Gregory Boyington was born on 4 December 1912 in Coeur D'Alene, Idaho. He studied aeronautical engineering at the University of Washington, graduating in 1934, and was subsequently employed by the Boeing Aircraft Company. He also served in the U.S. Army Coast Artillery Reserve and the Volunteer Marine Corps Reserve. In February 1936, Boyington was appointed from the State of Washington as a U.S. Marine Corps Reserve aviation cadet. After completing flight training in March 1937 at Naval Air Station, Pensacola, Florida, he was designated as a Naval Aviator and received orders to the Fleet Marine Force at Quantico, Virginia. In July 1937, he accepted a regular commission in the Marine Corps as a Second Lieutenant. A year later, following attendance at the Corps' Basic School, he joined the Second Marine Aircraft Group at San Diego, California. Promoted to First Lieutenant in November 1940, Boyington resigned his commission in the Summer of 1941 in order to join what became the American Volunteer Group (AVG) or "Flying Tigers".

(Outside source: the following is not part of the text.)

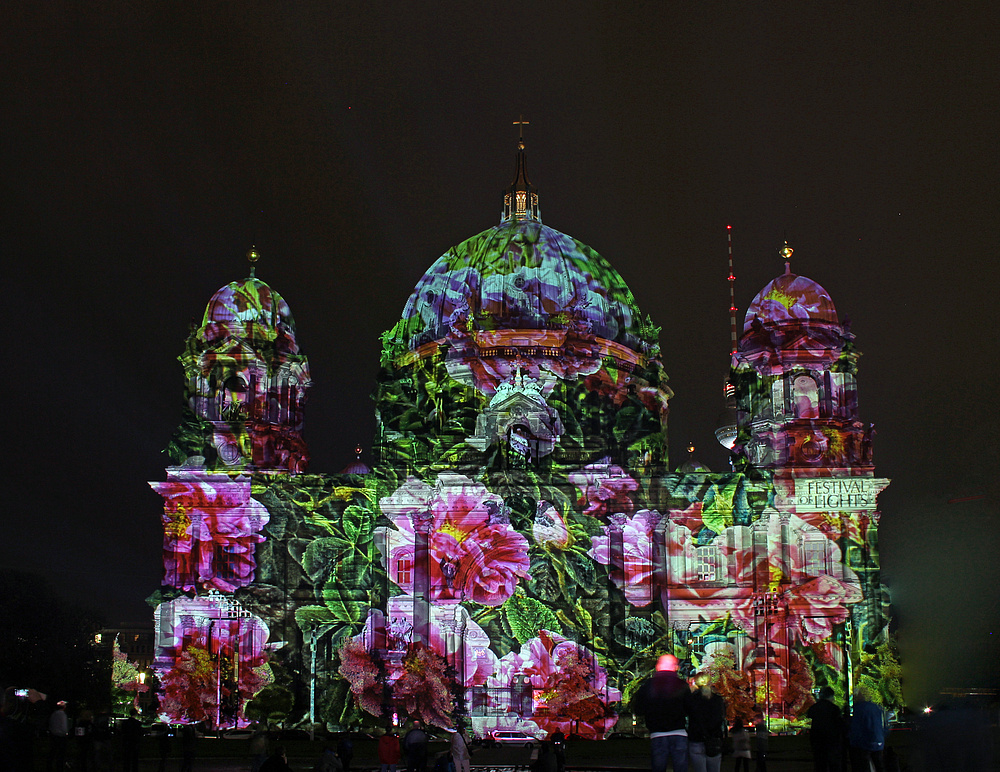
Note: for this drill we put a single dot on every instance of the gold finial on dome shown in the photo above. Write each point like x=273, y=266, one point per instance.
x=253, y=256
x=786, y=254
x=520, y=201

During the next year, as the Sino-Japanese War expanded into a conflict involving the entire Asia-Pacific region, Boyington served in the AVG as a fighter pilot and squadron commander, claiming credit for shooting down several Japanese aircraft. In September 1942, after his return to the United States, he was commissioned a First Lieutenant in the Marine Corps Reserve and was promoted to the temporary rank of Major a few months later. Sent to the southern Pacific war zone, he served as Executive Officer of Marine Fighting Squadron One Hundred Twenty One (VMF-121) during the months following the fight for Guadalcanal. Later in 1943 Major Boyington received command of the newly-formed Marine Fighting Squadron Two Hundred and Fourteen (VMF-214), which flew F4U "Corsair" fighters in the campaign to seize bases in the Central Solomons and isolate the enemy stronghold at Rabaul, New Britain.
From 12 September 1943 to 3 January 1944, while commanding VMF-214, Boyington was credited with twenty-two more aerial victories (for a claimed total of twenty-eight, counting his AVG service) before being shot down near Rabaul on 3 January 1944. Picked up by a Japanese submarine, he spent the next twenty months as a prisoner of war. While in captivity Boyington was promoted to Lieutenant Colonel. After the Japanese capitulation in August 1945, he was released from the Omori Prison Camp near Tokyo, Japan and returned to the United States. In recognition of his "extraordinary heroism and valiant devotion to duty" while in command of VMF-214, Lieutenant Colonel Boyington was presented with the Medal of Honor by President Harry S. Truman in October 1945 White House ceremonies. He then made a Victory Bond Tour before reporting for duty at Marine Corps School, Quantico, Virginia. For his last duty station, he transferred to Marine Air West Coast at the Marine Corps Air Depot, Miramar, San Diego, California. His distinguished combat record resulted in promotion to the rank of Colonel upon his retirement in August 1947. Colonel Boyington died on 15 January 1988 and is buried at Arlington National Cemetery, Arlington, Virginia.